When the weather turns cold and rainy, truffle season starts in my kitchen. I'm never on top of things enough to get photos before they go off to friends and co-workers, but this time I had a few left over from a marathon truffle session this weekend.
The recipe (from the New York Times):
7/8 cup heavy cream
8 ounces good quality bittersweet chocolate, chopped
Unsweetened cocoa powder as needed.
1. Heat cream in a pot until it steams. Put chocolate in a bowl, pour hot cream on top, and stir until chocolate is melted and incorporated into cream.
2. Chill until solid all the way through, 1 to 2 hours. Using a chilled melon baller (I use a disher) or latex gloves to prevent the ganache from melting or sticking to your hands, scoop out about a tablespoonful and quickly roll it into a ball. Repeat, lining truffles on a plate or a baking sheet.

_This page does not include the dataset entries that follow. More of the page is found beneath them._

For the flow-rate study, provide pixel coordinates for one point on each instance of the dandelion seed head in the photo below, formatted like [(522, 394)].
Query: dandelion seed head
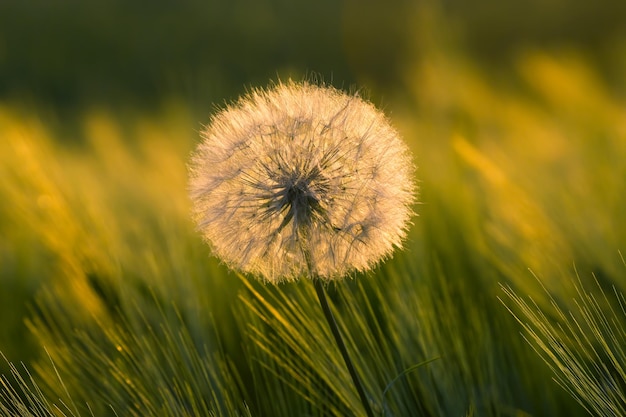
[(301, 176)]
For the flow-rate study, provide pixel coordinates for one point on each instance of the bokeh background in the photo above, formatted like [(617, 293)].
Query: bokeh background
[(69, 53), (516, 113)]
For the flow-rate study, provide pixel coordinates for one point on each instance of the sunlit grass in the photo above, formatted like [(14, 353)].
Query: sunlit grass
[(101, 266)]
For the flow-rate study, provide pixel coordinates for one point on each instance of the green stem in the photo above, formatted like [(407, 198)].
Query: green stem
[(321, 295)]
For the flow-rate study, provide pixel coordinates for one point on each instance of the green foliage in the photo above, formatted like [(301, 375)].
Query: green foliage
[(127, 314)]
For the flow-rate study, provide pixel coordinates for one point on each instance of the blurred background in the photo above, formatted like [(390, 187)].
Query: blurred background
[(515, 111), (68, 53)]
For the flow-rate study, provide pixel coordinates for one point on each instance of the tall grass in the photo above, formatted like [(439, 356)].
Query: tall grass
[(100, 260)]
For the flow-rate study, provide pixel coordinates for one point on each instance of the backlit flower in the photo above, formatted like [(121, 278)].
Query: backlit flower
[(300, 179)]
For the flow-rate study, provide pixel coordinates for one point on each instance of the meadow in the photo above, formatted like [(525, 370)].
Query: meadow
[(506, 299)]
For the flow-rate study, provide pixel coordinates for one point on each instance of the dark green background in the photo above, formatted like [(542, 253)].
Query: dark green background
[(70, 52)]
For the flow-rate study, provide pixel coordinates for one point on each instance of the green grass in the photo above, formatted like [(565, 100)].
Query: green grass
[(107, 287)]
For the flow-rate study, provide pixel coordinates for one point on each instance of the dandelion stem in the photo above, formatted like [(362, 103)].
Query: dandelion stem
[(321, 295)]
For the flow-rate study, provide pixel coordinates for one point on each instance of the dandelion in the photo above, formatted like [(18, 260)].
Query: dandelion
[(302, 179)]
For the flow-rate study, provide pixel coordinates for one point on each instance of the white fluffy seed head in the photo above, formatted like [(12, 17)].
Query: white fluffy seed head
[(301, 178)]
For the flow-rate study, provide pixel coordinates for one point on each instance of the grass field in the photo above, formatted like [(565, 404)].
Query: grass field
[(115, 306)]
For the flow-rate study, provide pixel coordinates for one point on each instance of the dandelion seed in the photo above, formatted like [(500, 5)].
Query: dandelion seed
[(301, 179)]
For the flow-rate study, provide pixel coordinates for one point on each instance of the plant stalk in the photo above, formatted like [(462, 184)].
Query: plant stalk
[(321, 295)]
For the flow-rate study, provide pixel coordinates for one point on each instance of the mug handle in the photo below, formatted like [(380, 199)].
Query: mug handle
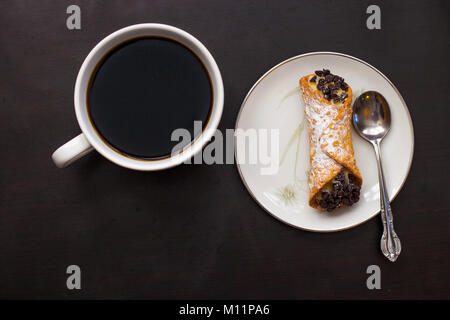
[(71, 151)]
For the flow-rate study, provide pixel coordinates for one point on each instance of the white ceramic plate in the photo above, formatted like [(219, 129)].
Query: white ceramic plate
[(274, 102)]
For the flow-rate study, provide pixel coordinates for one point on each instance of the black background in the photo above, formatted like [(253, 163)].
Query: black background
[(194, 231)]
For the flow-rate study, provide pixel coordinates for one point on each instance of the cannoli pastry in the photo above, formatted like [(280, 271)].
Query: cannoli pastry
[(334, 178)]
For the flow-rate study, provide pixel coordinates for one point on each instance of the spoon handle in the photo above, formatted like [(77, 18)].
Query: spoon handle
[(390, 242)]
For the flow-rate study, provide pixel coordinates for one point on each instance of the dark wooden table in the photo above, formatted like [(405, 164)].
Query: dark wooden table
[(194, 231)]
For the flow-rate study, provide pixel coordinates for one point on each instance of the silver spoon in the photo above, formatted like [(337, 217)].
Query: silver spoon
[(372, 121)]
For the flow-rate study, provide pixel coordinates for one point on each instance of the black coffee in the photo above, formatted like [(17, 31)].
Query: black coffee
[(143, 90)]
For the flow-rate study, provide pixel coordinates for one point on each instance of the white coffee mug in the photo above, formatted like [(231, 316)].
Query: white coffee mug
[(89, 139)]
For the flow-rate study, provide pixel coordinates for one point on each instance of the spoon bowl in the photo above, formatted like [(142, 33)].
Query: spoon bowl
[(371, 116), (372, 120)]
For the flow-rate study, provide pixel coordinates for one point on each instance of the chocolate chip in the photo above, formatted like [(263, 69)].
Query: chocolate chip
[(346, 201), (351, 178)]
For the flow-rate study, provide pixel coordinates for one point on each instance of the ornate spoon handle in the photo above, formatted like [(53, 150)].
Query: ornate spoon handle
[(390, 242)]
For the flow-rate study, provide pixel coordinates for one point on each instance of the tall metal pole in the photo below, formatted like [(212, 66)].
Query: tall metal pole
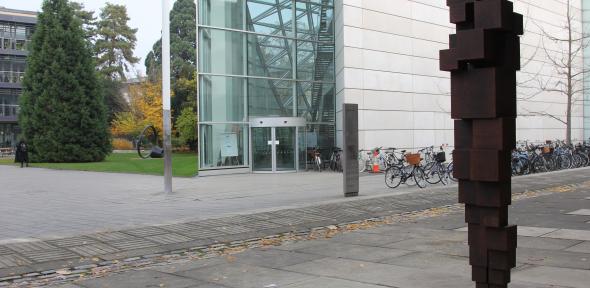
[(166, 97)]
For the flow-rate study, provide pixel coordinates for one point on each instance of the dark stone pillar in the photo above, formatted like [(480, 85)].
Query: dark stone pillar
[(350, 163), (483, 58)]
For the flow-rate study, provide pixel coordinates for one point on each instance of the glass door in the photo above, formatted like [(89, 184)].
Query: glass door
[(274, 149), (285, 142), (262, 149)]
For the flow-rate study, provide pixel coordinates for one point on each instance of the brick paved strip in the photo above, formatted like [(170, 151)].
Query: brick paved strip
[(234, 231)]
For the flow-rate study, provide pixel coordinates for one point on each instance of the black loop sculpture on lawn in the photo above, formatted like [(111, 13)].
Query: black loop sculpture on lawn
[(147, 143)]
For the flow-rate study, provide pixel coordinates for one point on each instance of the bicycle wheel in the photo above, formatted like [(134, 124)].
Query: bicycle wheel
[(146, 141), (565, 162), (318, 163), (538, 165), (450, 172), (393, 177), (433, 175), (362, 163), (420, 177)]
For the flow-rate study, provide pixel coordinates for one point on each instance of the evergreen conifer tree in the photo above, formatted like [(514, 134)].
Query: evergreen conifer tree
[(63, 115)]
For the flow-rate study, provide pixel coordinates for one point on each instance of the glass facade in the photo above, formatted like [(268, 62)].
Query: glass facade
[(15, 36), (261, 59), (586, 28), (12, 68)]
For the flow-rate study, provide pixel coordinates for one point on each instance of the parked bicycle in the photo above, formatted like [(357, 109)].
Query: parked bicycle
[(411, 174)]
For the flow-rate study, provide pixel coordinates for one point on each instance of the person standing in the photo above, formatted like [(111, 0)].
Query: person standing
[(22, 154)]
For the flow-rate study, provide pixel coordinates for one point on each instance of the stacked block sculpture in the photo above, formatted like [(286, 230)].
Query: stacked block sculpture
[(483, 58)]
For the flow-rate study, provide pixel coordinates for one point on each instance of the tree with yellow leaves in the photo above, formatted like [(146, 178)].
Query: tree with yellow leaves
[(145, 108)]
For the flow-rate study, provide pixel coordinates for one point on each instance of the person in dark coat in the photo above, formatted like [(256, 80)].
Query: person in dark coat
[(22, 154)]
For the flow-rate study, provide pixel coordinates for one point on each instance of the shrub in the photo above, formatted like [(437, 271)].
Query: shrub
[(122, 144)]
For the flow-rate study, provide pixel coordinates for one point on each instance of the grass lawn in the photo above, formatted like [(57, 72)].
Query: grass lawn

3. If truffles become too soft to handle, place them in refrigerator or freezer for a few minutes. Roll them in cocoa powder, confectioners’ sugar or a mixture of sugar and ground cinnamon. Serve immediately or store, wrapped in plastic, in refrigerator for up to four days. (Note: I like to roll them in cocoa right before serving, if possible, because after a day or two in the refrigerator, the cocoa gets wet spots).
Yield: About 1 1/2 cups ganache, or 24 truffles.
Potential flavors? Endless. This weekend, we experimented with adding Ancho chili powder to the cream, and we made another batch with a liberal dose (I'd say about 3/4 cup) of Nutella. See, I was crushed that I had missed World Nutella Day, so I wanted to include it in my truffle making. We just mixed it into the ganache before chilling. I've been wanting to make chai truffles, cinnamon, espresso, smoked paprika, Meyer lemon, you name it.
Please try this. It's a wonderful gift for that special someone, especially when that someone is you!